Wirtschaft

"Schlangengrube voller Gier": Deutsche Bank am Pranger

Auch fast drei Jahre nach dem Hochkochen der Finanzkrise geht die Vergangenheitsbewältigung weiter. Ein US-Senatsausschuss trägt seine Erkenntnisse zusammen. Dabei kommen einige Finanzfirmen ganz schlecht weg – auch die Deutsche Bank.

(Foto: picture alliance / dpa)

Die Deutsche Bank muss sich in den USA heftige Kritik an ihren Hypothekengeschäften gefallen lassen. Ein Ausschuss des Senats wirft dem Frankfurter Geldhaus vor, mit seinem Verhalten die Finanzkrise befeuert zu haben. Konkret soll die Deutsche Bank wissentlich dabei mitgemacht haben, problematische Hauskredite zu Wertpapieren gebündelt und an Investoren verkauft zu haben. Derlei Schrottpapiere brachten die gesamte Finanzwelt ab dem Jahr 2007 ins Wanken.

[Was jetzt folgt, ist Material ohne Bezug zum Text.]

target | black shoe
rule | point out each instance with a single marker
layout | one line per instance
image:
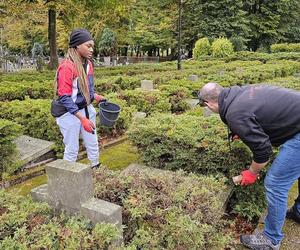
(293, 214)
(258, 242)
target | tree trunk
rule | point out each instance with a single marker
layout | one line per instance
(52, 38)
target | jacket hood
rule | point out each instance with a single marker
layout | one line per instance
(225, 99)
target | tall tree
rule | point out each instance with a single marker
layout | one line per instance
(214, 18)
(272, 21)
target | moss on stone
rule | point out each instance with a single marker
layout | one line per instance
(118, 156)
(24, 188)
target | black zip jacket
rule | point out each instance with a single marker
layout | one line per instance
(261, 116)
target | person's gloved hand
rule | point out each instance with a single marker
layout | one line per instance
(87, 125)
(248, 178)
(99, 98)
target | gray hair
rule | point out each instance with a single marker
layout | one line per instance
(210, 92)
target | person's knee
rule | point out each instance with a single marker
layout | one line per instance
(269, 182)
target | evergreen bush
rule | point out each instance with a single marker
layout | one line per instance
(166, 210)
(285, 47)
(25, 224)
(202, 48)
(222, 47)
(8, 132)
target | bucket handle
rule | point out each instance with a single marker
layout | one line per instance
(107, 118)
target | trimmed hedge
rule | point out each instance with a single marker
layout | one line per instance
(8, 132)
(285, 47)
(166, 210)
(146, 101)
(202, 48)
(199, 145)
(25, 224)
(195, 144)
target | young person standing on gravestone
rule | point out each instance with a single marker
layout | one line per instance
(75, 88)
(262, 116)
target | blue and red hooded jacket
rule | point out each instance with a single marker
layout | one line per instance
(68, 85)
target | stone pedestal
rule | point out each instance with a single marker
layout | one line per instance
(69, 184)
(70, 189)
(147, 85)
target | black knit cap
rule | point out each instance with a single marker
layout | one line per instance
(79, 36)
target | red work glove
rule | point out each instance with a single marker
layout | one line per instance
(87, 125)
(248, 178)
(99, 98)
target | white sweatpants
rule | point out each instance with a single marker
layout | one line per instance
(71, 128)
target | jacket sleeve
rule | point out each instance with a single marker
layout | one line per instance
(65, 74)
(252, 134)
(90, 76)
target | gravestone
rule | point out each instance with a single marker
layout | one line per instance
(147, 85)
(70, 189)
(193, 78)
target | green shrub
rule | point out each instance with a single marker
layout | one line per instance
(285, 47)
(199, 145)
(166, 210)
(8, 132)
(238, 43)
(35, 118)
(202, 48)
(222, 47)
(195, 144)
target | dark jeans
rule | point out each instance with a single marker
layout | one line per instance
(283, 173)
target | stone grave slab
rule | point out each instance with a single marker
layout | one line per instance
(69, 184)
(32, 150)
(70, 189)
(102, 211)
(40, 193)
(147, 85)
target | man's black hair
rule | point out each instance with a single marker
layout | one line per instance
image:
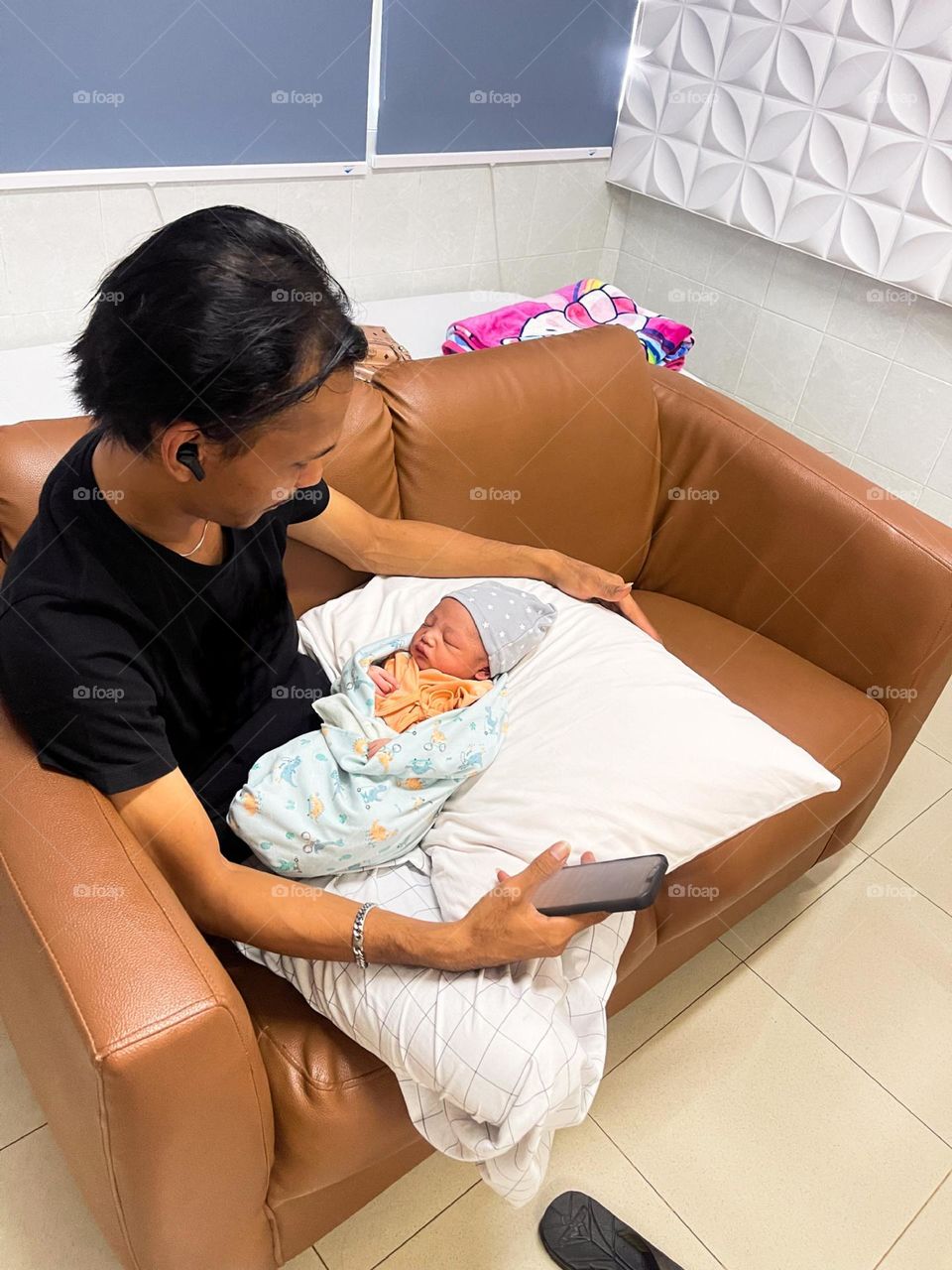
(217, 318)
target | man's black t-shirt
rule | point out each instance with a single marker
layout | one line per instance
(123, 659)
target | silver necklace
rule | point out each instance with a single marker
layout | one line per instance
(197, 544)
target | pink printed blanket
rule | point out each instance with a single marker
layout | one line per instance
(588, 303)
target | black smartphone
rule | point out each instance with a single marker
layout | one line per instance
(608, 887)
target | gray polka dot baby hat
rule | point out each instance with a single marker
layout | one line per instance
(511, 622)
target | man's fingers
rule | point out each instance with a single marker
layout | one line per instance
(629, 608)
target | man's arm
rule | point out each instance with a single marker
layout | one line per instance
(419, 549)
(296, 920)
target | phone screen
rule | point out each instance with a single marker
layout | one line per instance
(611, 885)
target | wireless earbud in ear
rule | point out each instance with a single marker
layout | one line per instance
(186, 454)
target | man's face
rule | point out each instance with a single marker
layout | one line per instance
(281, 458)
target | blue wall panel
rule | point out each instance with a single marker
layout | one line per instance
(167, 82)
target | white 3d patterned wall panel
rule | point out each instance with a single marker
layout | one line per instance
(824, 125)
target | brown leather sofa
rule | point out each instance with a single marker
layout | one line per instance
(214, 1121)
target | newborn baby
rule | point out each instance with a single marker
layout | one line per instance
(444, 668)
(398, 738)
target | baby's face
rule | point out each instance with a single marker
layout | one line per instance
(448, 642)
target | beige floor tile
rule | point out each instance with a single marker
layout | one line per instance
(937, 729)
(927, 1245)
(19, 1110)
(483, 1232)
(763, 924)
(921, 853)
(633, 1026)
(767, 1141)
(919, 781)
(46, 1224)
(871, 965)
(398, 1213)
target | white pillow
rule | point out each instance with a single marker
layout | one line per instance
(613, 743)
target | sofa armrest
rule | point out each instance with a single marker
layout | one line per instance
(134, 1038)
(788, 543)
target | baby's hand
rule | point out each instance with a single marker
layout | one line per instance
(382, 680)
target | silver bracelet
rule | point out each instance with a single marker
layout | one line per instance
(358, 933)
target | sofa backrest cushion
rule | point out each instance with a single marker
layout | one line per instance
(552, 443)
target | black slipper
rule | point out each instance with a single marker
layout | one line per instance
(580, 1234)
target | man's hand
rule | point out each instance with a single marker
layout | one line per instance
(588, 581)
(384, 680)
(506, 926)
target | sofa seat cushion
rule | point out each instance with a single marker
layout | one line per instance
(338, 1107)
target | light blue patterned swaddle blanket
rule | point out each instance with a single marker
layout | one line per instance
(317, 806)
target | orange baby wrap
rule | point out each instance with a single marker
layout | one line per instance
(421, 694)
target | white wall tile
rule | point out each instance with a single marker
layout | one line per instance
(909, 423)
(870, 316)
(778, 363)
(927, 339)
(724, 326)
(742, 264)
(451, 200)
(841, 393)
(893, 483)
(386, 209)
(936, 504)
(802, 287)
(54, 249)
(324, 212)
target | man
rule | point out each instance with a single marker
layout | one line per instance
(146, 639)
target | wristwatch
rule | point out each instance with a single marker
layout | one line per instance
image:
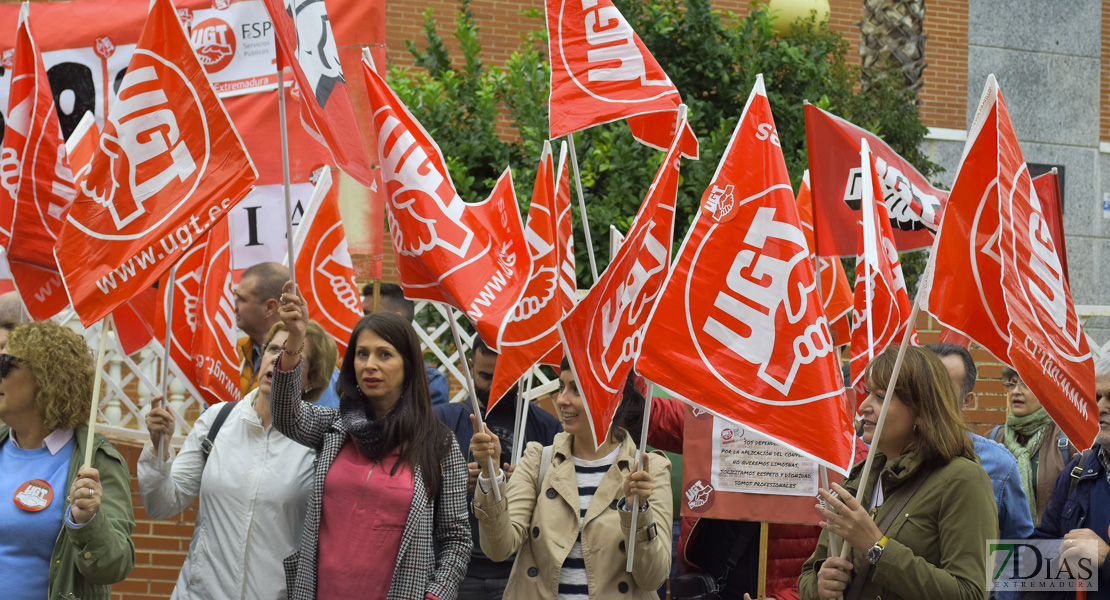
(875, 552)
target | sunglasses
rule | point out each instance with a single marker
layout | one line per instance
(7, 362)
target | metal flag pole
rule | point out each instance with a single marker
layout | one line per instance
(474, 398)
(582, 206)
(284, 166)
(89, 446)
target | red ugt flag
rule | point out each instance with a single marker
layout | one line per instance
(603, 72)
(214, 356)
(1017, 303)
(833, 144)
(603, 335)
(324, 266)
(305, 40)
(188, 283)
(738, 328)
(37, 181)
(170, 164)
(531, 332)
(471, 256)
(881, 307)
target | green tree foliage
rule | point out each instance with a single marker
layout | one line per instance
(713, 57)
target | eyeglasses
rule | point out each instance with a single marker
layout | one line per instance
(7, 362)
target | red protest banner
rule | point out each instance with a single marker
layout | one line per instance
(43, 184)
(603, 335)
(215, 359)
(170, 165)
(833, 145)
(836, 293)
(531, 332)
(738, 328)
(881, 304)
(471, 256)
(324, 273)
(603, 72)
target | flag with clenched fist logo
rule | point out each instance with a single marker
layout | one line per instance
(36, 180)
(995, 274)
(471, 256)
(604, 334)
(881, 307)
(215, 359)
(324, 271)
(739, 328)
(169, 165)
(603, 72)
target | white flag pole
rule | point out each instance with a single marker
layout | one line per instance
(89, 446)
(164, 388)
(582, 206)
(284, 168)
(639, 463)
(474, 398)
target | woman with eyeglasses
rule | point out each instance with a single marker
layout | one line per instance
(253, 481)
(64, 528)
(1035, 439)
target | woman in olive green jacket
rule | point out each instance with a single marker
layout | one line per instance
(46, 386)
(936, 546)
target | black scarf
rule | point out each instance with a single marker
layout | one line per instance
(363, 426)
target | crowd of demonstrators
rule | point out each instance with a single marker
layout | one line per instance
(1079, 510)
(486, 579)
(389, 488)
(1036, 440)
(255, 301)
(566, 512)
(66, 531)
(928, 508)
(392, 300)
(252, 481)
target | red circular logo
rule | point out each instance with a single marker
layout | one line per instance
(214, 42)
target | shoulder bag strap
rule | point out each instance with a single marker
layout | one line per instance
(897, 505)
(545, 460)
(210, 438)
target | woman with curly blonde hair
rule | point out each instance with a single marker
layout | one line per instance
(68, 528)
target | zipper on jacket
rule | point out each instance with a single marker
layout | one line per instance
(366, 484)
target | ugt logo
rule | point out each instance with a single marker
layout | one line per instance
(1040, 566)
(144, 142)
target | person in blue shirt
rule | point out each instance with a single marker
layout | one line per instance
(1013, 518)
(392, 300)
(486, 579)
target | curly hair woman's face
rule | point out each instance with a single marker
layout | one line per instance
(17, 393)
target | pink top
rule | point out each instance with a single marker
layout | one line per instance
(363, 518)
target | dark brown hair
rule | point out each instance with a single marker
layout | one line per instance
(926, 388)
(414, 429)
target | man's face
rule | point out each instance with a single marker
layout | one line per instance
(250, 313)
(482, 369)
(956, 370)
(1102, 388)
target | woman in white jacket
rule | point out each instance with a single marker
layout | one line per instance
(253, 486)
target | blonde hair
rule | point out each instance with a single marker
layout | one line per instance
(62, 367)
(320, 362)
(926, 388)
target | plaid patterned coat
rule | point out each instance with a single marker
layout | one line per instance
(442, 522)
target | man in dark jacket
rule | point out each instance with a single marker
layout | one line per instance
(1080, 507)
(486, 579)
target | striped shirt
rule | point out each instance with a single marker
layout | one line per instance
(572, 577)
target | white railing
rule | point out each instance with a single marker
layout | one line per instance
(131, 380)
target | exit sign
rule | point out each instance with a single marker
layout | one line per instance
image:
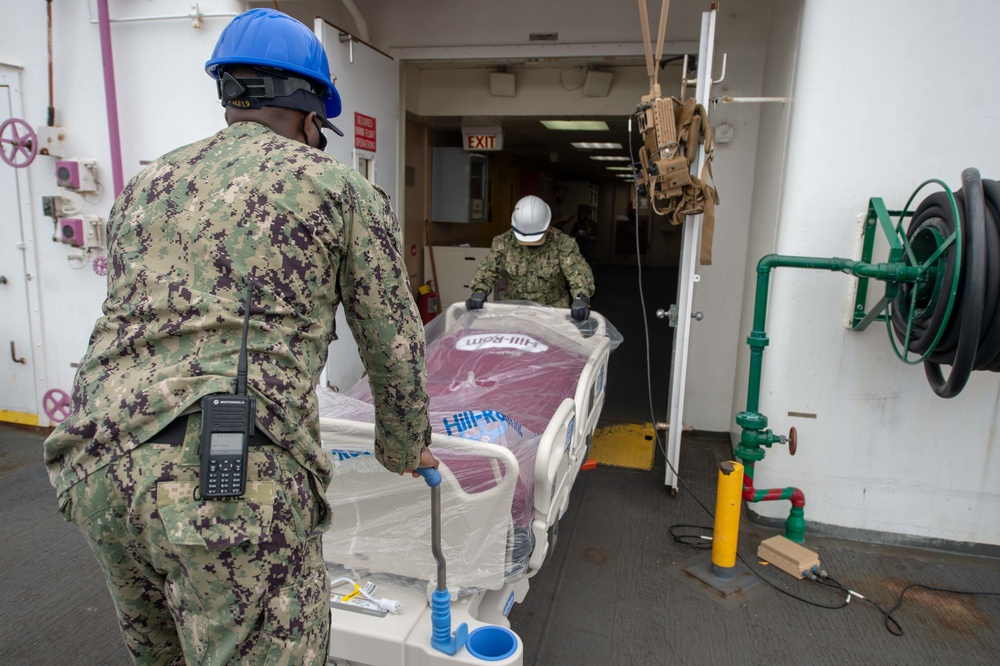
(483, 140)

Der Ausschuss legte in Washington seinen Abschlussbericht aus zwei Jahren Arbeit vor. Neben der Deutschen Bank gerieten auch andere Institute und die Rating-Agenturen in die Schusslinie, allen voran die US-Investmentbank Goldman Sachs. "Bei unseren Untersuchungen sind wir auf eine Schlangengrube voller Gier, Interessenkonflikten und Missetaten gestoßen", sagte der Ausschussvorsitzende Carl Levin. Gleichzeitig warf er den Aufsichtsbehörden und einzelnen Politikern Versagen vor.

"Unterschiedliche Ansichten"

Im Falle der Deutschen Bank verweist der 639 Seiten lange Bericht auf Äußerungen eines hochrangigen Händlers, der bankintern schon früh vor den Risiken auf dem Hypothekenmarkt gewarnt habe. Der Mann sprach demnach von "Mist", der auf dem Markt sei, und von einem "Schneeballsystem". Allerdings, das räumt der Bericht ein, habe es unterschiedliche Auffassungen innerhalb des Hauses gegeben und die Deutsche Bank habe letztlich selbst fast 4,5 Mrd. Dollar verloren.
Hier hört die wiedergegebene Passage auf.